A mother whose 3-year-old son was left unattended in a van outside a Whanganui kohanga reo says she has not been heard in the complaints process which followed.

On May 5, her son was unbuckled from his seat by a staff member but left sleeping in the van while seven other children and three staff members from Aramoho Kohanga reo Te Hunga Rawhitiwhiti visited Te Reo Irirangi Kohanga Reo in Castlecliff.

A staff member at Te Reo Irirangi noticed the child in a distressed state at the gate 30 minutes later.

Mother Sherise Whitu says the staff who were responsible for her son's welfare put his life in danger.


"They neglected my son by leaving him in the van, without doing a head count once inside the building.

"He climbed out of his car seat, left the van which was parked on Rangiora St in Castlecliff, and attempted to open the gate to the kohanga reo.

"He couldn't open the gate, and we don't know how long he was standing there in the pouring rain, saturated and crying his eyes out, and he was too distressed to go with the staff member who found him. She had to get another staff member to help," says Ms Whitu.

No one from Te Hunga Rawhitiwhiti told Ms Whitu of the incident at the time but she heard about it from a family member who was at the Castlecliff kohanga reo when it happened.

Ms Whitu then met the head kaiako at Te Hunga Rawhitiwhiti on May 6 and the meeting was attended by all of the kohanga reo staff.

Although the three staff members involved apologised during the meeting, she said she believed the incident was serious enough to warrant dismissal.

"There were eight tamariki on that excursion, with three staff attending them, one bus driver and two bus monitors. I cannot understand how my son could be forgotten and left alone, after his seatbelt had been unbuckled, in a vehicle parked on the main road to the beach.

"The incident was traumatic for my son, but it could have been far worse.

"In my eyes, it is neglect and I don't want this to happen again to any child. It is about the safety of our tamariki."

The kohanga reo called in Aotea Kohanga reo district manager Ruka Broughton to handle the complaint. Ms Whitu says she believed this was a conflict of interest as Mr Broughton is the partner of the head kaiako at Te Hunga Rawhitiwhiti.

One of the staff members on the excursion resigned during a hui with Mr Broughton, although Ms Whitu said the kaiako was back working at the kohanga reo a few weeks later, and is now working elsewhere.
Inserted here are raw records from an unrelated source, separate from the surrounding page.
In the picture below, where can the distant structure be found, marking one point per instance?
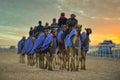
(105, 47)
(12, 47)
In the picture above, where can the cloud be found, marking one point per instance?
(104, 18)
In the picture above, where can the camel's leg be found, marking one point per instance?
(72, 50)
(23, 58)
(40, 61)
(37, 58)
(20, 58)
(27, 59)
(78, 58)
(83, 60)
(84, 67)
(68, 57)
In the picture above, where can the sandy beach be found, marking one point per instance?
(98, 68)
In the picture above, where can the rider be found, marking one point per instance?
(72, 21)
(31, 32)
(40, 26)
(62, 20)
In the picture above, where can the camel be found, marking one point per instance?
(70, 41)
(78, 46)
(85, 47)
(20, 47)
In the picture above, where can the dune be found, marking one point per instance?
(98, 68)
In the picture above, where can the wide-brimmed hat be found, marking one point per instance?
(73, 15)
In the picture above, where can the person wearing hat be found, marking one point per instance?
(31, 32)
(72, 21)
(54, 23)
(62, 20)
(40, 26)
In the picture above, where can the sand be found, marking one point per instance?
(98, 68)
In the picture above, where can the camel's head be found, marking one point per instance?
(64, 27)
(88, 30)
(79, 28)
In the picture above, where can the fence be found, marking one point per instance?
(113, 52)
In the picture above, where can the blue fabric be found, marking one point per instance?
(83, 35)
(86, 48)
(38, 43)
(28, 46)
(79, 43)
(20, 45)
(59, 35)
(68, 41)
(47, 42)
(54, 47)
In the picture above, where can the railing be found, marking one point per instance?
(114, 52)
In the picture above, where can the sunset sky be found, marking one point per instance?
(17, 16)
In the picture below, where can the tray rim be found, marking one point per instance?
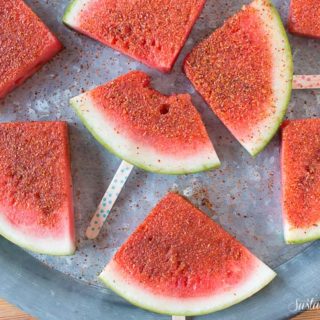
(51, 295)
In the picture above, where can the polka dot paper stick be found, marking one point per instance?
(306, 82)
(108, 200)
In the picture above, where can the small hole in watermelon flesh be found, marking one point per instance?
(164, 109)
(34, 69)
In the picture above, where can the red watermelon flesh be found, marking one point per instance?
(180, 255)
(152, 32)
(243, 71)
(36, 209)
(25, 44)
(304, 18)
(301, 179)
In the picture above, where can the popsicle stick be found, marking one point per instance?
(306, 82)
(108, 200)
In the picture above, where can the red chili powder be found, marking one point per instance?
(304, 18)
(232, 71)
(301, 172)
(179, 251)
(150, 31)
(34, 171)
(170, 124)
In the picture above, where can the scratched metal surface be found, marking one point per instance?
(243, 195)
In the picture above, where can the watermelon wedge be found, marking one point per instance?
(36, 209)
(301, 180)
(244, 71)
(152, 32)
(304, 18)
(158, 133)
(181, 262)
(25, 44)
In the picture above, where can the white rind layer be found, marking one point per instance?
(140, 155)
(294, 235)
(282, 77)
(62, 246)
(139, 296)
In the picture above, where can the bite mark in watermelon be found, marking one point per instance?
(181, 262)
(36, 210)
(244, 72)
(304, 18)
(301, 180)
(152, 32)
(163, 134)
(25, 44)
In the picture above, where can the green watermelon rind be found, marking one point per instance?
(138, 164)
(284, 108)
(301, 235)
(109, 284)
(35, 248)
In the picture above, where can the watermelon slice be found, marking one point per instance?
(301, 180)
(244, 72)
(180, 262)
(152, 32)
(36, 209)
(25, 44)
(158, 133)
(304, 18)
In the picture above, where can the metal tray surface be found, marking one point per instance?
(243, 195)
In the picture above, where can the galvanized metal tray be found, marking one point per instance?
(244, 195)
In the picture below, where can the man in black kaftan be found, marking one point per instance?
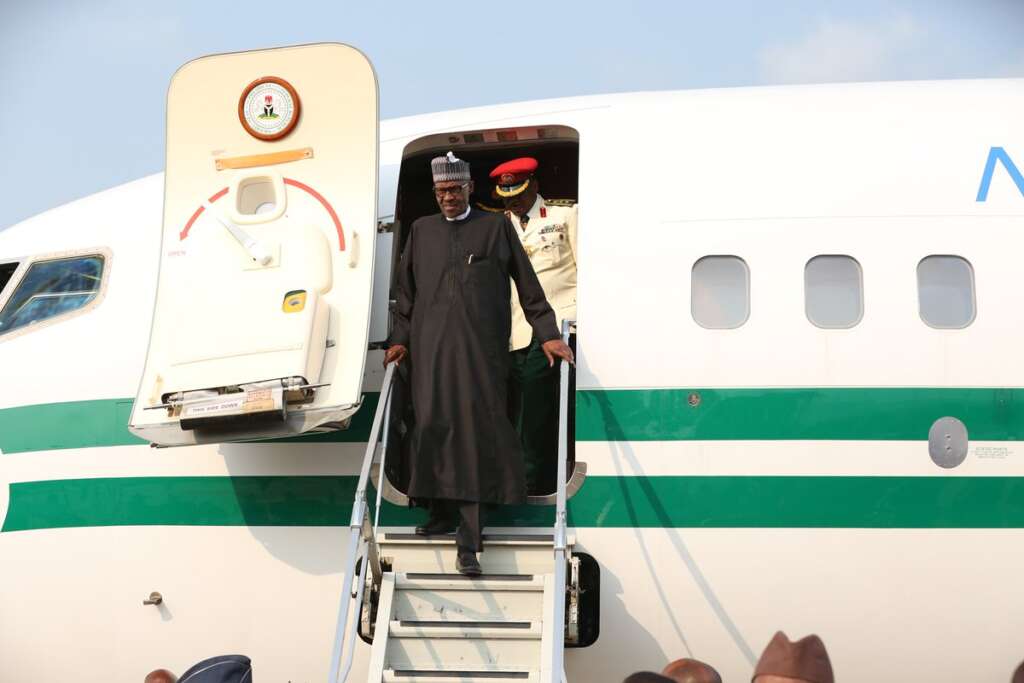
(453, 319)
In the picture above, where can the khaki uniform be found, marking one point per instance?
(550, 241)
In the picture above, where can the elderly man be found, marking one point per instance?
(547, 230)
(453, 321)
(785, 662)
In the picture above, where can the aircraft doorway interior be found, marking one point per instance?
(556, 150)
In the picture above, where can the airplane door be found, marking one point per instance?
(266, 264)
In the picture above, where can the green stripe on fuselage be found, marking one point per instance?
(606, 502)
(796, 414)
(628, 415)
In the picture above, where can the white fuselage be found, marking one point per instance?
(775, 475)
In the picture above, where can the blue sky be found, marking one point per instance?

Another of the three staff also later resigned but Ms Whitu said she believes she is also working at another kohanga reo.

"I really think they should all have been stood down immediately, pending an investigation.

"The whole process has been deeply flawed."

She said Mr Broughton suggested that if she was unhappy with the outcome, she was free to remove her two children from the kohanga.

"I let him know that I did not view that as an acceptable outcome, and the safety of our tamariki was of primary importance. I questioned the kohanga's policies and procedures, and the way my concerns were being dealt with by the district manager."

Ms Whitu contacted Te Kohanga Reo National Trust, the national body responsible for kohanga. Representatives of the trust met Ms Whitu and her whanau in Whanganui in July and it was agreed that a mediator be appointed to help resolve the situation.

However, Ms Whitu said a mediator was not appointed and no meeting was arranged until November 4, when two trust representatives met Ms Whitu and her whanau.

Ms Whitu received a letter from the Te Kohanga Reo National Trust Board on Monday advising her that the trust had completed the complaints process.

In the letter chief executive Kararina Cribb acknowledged Ms Whitu's "positive and solution-focused manner" of presenting her complaint.

"It has been a very drawn-out process and I understand her frustration," said Ms Cribb.

"The health and safety of her tamariki is paramount, and she has presented factual information and been transparent."

The recommendations of the trust are that all staff receive professional development to be kept abreast of policies and procedures and that all incidents are recorded and parents advised immediately.

Ms Whitu said she remains dissatisfied with the process and the length of time it took.

"This has dragged on for seven months," she said. "You can't muck around with our children's safety. This was a serious incident that could have ended very badly."